In part, our poor standing is due to an enormous and unforgivable opportunity gap between the most marginalized children and their more privileged peers. But even in our top-performing state, Massachusetts, high-school graduates are on average at least two years behind their peers in the world's top performers.
Ensuring America's strength and prosperity will require our making a serious commitment to educating our children. It will mean embracing higher standards that demand critical thinking, just as other countries have. It will mean engaging in what I've come to call the Long Game—the long-term, all-out effort to build the capacity within and outside schools to ensure all students meet these standards.
For years, we've been looking for a quick education fix—giving parents vouchers, for instance, or supplying students with computers. But if we've learned anything, it's that there is no one silver-bullet solution.
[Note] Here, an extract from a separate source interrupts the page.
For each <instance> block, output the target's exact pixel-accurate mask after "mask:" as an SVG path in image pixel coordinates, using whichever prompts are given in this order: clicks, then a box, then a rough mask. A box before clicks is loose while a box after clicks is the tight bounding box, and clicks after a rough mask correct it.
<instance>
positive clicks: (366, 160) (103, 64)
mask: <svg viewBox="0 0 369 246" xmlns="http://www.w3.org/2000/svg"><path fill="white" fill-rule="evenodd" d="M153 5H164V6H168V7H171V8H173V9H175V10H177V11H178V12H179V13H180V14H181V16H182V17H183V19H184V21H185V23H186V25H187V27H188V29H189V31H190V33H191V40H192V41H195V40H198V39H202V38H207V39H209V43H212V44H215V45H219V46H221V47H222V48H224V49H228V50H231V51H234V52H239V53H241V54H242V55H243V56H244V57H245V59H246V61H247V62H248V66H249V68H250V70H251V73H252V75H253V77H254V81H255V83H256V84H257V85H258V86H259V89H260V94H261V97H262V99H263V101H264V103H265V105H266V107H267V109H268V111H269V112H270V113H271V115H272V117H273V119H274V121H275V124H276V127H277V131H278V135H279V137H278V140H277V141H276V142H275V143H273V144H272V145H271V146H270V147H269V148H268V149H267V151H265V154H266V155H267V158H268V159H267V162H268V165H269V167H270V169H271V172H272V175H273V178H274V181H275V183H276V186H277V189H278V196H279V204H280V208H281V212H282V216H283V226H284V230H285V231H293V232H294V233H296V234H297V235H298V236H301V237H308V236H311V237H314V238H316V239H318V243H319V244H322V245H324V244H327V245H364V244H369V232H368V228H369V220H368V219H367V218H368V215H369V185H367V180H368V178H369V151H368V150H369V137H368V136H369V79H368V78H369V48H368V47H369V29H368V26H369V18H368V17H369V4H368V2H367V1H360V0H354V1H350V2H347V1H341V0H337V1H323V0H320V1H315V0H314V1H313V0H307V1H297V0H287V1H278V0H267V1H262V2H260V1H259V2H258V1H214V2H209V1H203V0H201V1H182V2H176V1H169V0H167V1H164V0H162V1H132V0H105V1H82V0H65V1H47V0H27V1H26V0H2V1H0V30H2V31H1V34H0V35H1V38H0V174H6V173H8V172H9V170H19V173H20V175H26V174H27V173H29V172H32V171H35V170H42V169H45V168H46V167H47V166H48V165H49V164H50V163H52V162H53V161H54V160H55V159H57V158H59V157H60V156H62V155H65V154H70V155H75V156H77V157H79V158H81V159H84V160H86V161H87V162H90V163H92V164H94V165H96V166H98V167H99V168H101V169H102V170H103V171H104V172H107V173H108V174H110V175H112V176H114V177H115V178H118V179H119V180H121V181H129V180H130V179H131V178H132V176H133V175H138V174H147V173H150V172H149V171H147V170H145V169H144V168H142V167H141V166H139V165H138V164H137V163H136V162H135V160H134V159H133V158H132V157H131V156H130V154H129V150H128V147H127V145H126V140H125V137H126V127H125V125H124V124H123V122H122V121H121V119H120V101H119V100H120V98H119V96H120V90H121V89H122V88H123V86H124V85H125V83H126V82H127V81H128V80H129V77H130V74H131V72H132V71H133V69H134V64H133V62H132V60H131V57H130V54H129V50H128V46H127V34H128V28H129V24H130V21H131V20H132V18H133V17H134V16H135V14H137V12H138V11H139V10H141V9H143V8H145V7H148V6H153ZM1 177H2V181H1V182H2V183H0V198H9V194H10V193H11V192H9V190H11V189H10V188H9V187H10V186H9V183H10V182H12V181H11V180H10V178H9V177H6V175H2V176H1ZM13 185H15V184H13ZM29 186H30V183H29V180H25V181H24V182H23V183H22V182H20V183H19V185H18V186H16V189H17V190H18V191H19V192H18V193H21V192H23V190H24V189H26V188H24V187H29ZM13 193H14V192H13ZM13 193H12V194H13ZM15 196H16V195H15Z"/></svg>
Vouchers work only if parents have a large number of high-quality alternatives to choose from, and technology is powerful only when used in the service of classrooms and schools with clear missions, strong cultures and capable faculty—not as a replacement for them.
Transforming American education is going to take massive investments over many years, investments not only of dollars but also of our most valuable resource: the time and energy of our most promising, diverse leaders. It is slow and deep work because it requires change from millions of teachers and administrators, parents, policy makers and civic leaders. But embracing this Long Game is the only way to realize the rest of our aspirations.
Ms. Kopp is founder and chairwoman of Teach For America and CEO of Teach For All.